On the same basis, 14.7% of construction firms reported that energy prices and bills remained one of their main concerns.
Rebecca Dacre, partner at Mazars, said: ‘The construction sector has been one of the hardest hit by inflation. Price rises for construction materials have had a huge impact on the ability of a construction company to control costs on a project.
‘They are now faced with the dilemma of how they recover costs soaring away on a fixed price contract. Poor cashflow is an endemic problem in the construction industry so it doesn’t take much to undermine the solvency of many construction companies.
‘Many construction businesses took on more debt to get them through lockdown. Due to interest rate rises, they are now seeing the cost of these debts soar, just as the economic outlook is worsening.’
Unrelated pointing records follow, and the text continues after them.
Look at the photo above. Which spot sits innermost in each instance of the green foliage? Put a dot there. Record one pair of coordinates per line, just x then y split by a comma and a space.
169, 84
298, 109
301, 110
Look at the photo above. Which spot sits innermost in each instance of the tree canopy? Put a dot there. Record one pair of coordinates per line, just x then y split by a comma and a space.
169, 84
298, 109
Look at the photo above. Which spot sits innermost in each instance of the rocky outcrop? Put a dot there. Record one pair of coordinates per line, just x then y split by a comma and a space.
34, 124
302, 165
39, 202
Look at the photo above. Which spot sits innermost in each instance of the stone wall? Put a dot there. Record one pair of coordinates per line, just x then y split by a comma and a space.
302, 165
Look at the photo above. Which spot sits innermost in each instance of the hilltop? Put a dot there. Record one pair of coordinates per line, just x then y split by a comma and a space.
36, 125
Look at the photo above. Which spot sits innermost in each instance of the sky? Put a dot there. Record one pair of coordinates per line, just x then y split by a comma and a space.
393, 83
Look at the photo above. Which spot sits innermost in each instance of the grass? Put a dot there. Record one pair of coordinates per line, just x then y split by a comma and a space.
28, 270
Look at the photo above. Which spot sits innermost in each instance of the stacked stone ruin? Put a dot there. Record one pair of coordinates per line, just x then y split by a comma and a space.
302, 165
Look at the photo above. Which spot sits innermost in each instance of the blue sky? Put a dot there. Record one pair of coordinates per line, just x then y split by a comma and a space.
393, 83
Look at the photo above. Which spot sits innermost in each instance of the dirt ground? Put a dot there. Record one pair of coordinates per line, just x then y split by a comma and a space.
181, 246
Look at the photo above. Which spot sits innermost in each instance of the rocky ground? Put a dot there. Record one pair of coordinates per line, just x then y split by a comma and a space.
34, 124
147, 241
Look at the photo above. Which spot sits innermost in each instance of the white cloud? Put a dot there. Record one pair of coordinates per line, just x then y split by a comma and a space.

Construction companies, like many sectors of the UK economy, are also struggling to hire enough labour, causing a further blow to companies’ cash flow, and hindering their ability to complete projects on time and get paid.
Regions like East Anglia, the South West and South East have seen the largest increases in the construction businesses at risk, with 74%, 72% and 58% increases respectively.
Dacre added: ‘Rising interest rates may hit new build residential property builders at the worst possible time, as consumer appetite to take on more expensive mortgages will cool.
For many businesses across the construction sector, government help with energy bills cannot come soon enough. Some will be trying desperately to hang on until the relief package kicks in.